Prior to offering transcription of scanned printed text as a service, I built up some experience with Project Gutenberg. I didn’t really have any experience of transcription from handwritten texts, but offered the chance to try, I gave it a go. Some thoughts on the process ….
With scanned printing, there are really three stages. The first is OCR – Optical Character Recognition.then proofreading, then final formatting. OCR happens by computer, and is pretty fast – it just requires the right software. Proofreading – making sure the text has been captured accurately, getting rid of spurious bits and pieces – is slower. The final formatting once you have a good text is a quick pass through. All of these are really present for handwritten texts, but the OCR has to be done by eye! (If there’s software that can reliably read handwriting, I’d like to know about it!)

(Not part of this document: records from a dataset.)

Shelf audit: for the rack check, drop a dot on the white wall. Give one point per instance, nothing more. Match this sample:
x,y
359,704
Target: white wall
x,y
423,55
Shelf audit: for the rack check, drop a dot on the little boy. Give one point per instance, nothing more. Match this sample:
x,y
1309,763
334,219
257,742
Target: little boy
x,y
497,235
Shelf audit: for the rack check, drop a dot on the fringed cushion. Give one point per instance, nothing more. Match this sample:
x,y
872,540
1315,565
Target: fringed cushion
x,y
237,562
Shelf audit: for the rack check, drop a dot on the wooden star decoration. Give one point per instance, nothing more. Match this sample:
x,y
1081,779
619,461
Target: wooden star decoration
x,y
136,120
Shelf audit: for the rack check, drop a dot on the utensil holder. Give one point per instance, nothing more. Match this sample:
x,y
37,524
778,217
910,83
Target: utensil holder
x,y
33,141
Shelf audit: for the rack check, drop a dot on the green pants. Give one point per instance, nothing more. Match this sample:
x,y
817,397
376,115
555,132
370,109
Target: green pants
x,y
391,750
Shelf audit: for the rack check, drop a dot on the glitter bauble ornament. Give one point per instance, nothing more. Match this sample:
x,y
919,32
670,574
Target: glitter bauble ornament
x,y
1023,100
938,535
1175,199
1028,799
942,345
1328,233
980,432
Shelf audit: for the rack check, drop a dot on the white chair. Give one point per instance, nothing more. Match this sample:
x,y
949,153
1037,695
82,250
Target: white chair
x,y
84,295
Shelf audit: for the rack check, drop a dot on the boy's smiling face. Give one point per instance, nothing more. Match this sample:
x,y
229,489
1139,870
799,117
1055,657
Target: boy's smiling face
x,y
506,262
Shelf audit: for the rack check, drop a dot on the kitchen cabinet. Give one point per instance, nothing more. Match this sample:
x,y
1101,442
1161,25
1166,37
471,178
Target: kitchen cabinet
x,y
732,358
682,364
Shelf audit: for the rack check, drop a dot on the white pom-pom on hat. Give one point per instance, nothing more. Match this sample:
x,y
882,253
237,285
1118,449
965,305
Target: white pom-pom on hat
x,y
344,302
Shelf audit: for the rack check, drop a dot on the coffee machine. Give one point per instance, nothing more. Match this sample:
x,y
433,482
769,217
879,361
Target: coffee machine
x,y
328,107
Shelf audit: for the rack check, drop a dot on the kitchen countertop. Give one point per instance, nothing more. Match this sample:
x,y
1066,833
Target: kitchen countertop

Proofreading is quite slow – especially when there are things like names of people or places that may have been obvious to the writer, but aren’t so obvious without their mental context. It helps to have some sort of overview of the whole document, as the same names may crop up elsewhere.
The final format will depend on what is to be done with the document, but once the text is in place, it’s easy enough for it to be bashed into any required page or file format. The task of initially transcribing from handwriting was shared between people – and it was interesting how much extra work was required simply to get the different extracts back to the same format – note to self: make sure this is defined properly in advance next time!
What was most interesting was the sense of personal involvement in people’s stories. We were transcribing a kind of visitors’ book. To follow small elements of the family history over the years was a surprisingly touching experience.